We can solve for the time taken to get to any specific planet. Since (I presume) we have to accelerate then decelerate, take the half-distance time and multiply by 2.
$\frac{d}{2}=\frac{a}{2}t_\text{half}^2$$\rightarrow t_\text{half}=\sqrt{\frac{d}{a}}$$\rightarrow t=2t_\text{half}=2\sqrt{\frac{d}{a}}$
Specific Travel Times
$t_\text{MarsClose}=2\sqrt{\frac{56\cdot10^{9}m}{6.245\cdot10^{10}\frac{m}{s^2}}}=$$1.894 s$
(plus 60 seconds for processing is 62ish seconds compared to 182 seconds at light speed)
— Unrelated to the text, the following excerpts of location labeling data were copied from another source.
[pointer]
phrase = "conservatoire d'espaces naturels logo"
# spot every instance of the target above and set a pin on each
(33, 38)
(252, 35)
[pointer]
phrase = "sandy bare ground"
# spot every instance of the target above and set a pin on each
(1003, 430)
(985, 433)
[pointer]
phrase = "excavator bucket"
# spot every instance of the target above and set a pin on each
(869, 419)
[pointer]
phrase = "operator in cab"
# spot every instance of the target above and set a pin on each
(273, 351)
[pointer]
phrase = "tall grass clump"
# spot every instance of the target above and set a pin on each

$t_\text{MarsAverage}=2\sqrt{\frac{225\cdot10^{9}m}{6.245\cdot10^{10}\frac{m}{s^2}}}=$$3.796 s$
(64 seconds compared to 751 seconds)
$t_\text{MarsFar}=2\sqrt{\frac{401\cdot10^{9}m}{6.245\cdot10^{10}\frac{m}{s^2}}}=$$5.068 s$
(65 seconds compared to 1342 seconds)
$t_\text{JupiterNear}=2\sqrt{\frac{588\cdot10^{9}m}{6.245\cdot10^{10}\frac{m}{s^2}}}=$$6.137 s$
(66 seconds compared to 1961 seconds)
$t_\text{JupiterFar}=2\sqrt{\frac{968\cdot10^{9}m}{6.245\cdot10^{10}\frac{m}{s^2}}}=$$7.874 s$
(68 seconds compared to 3229 seconds)
$t_\text{Proxima}=2\sqrt{\frac{1.124\cdot10^{14}m}{6.245\cdot10^{10}\frac{m}{s^2}}}+\frac{3.978\cdot10^{16}m-1.124\cdot10^{14}m}{3.747\cdot10^{12}\frac{m}{s}}=$$10671 s$
(about 3 hours compared to about 4.2 years)
Exact Point of Equality
We can calculate the exact distance where the two times are equal. $p$ is the 60 seconds of processing time.
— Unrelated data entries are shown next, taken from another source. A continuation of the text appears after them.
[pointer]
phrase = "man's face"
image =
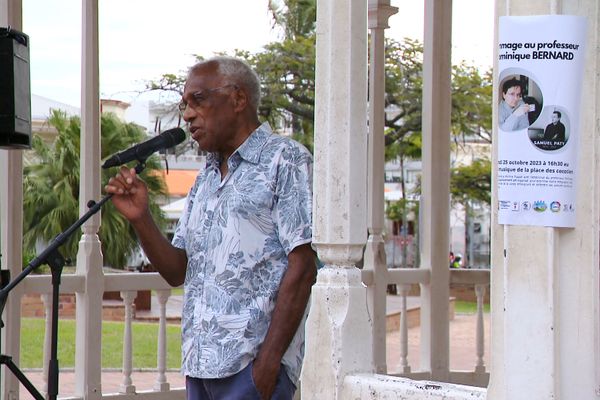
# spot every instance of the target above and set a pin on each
(209, 111)
(512, 96)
$\frac{d}{c}=2\sqrt{\frac{d}{a}}+p$
(Mumble mumble stupid sign errors doing it by hand, just plug it into WolframAlpha /mumble mumble.)
$d=\frac{1}{a}[acp+2c^2\pm2\sqrt{ac^3p+c^4}]$$=cp+\frac{2c^2}{a}\pm\frac{2}{a}\sqrt{ac^3p+c^4}$
$cp+\frac{2c^2}{a}$$=3\cdot10^8\frac{m}{s}\cdot60s+\frac{2(3\cdot10^8\frac{m}{s})^2}{6.245\cdot10^{10}\frac{m}{s^2}}=$$1.8\cdot10^{10}m$
$\frac{2}{a}\sqrt{ac^3p+c^4}$$=\frac{2}{6.245\cdot10^{10}\frac{m}{s^2}}\sqrt{6.245\cdot10^{10}\frac{m}{s^2}\cdot60s\cdot(3\cdot10^8\frac{m}{s})^3+(3\cdot10^8\frac{m}{s})^4}=$$3.221\cdot10^8m$
Since the second term is tiny compared to the first term, we can pretty much ignore it, but the exact distances where the two meet are:
$d_+=$$1.832\cdot10^{10}m$
$d_-=$$1.768\cdot10^{10}m$
Plotting the curves on a graph, I only see an intersection at $d_+$, so I'd go with that one.
$1.8\cdot10^{10}m$ is $18$ $\text{million}$ $km$, or $1.019$ light minutes, which makes sense, given the 60-second processing time and how ridiculously fast our FTL accelerates.
Conclusion
For anything further than 18 million km, FTL is faster. That's a lot further than the moon (about 0.39 million km), but nowhere near Mars (56 million km at closest approach) or Jupiter (588 million km at closest approach).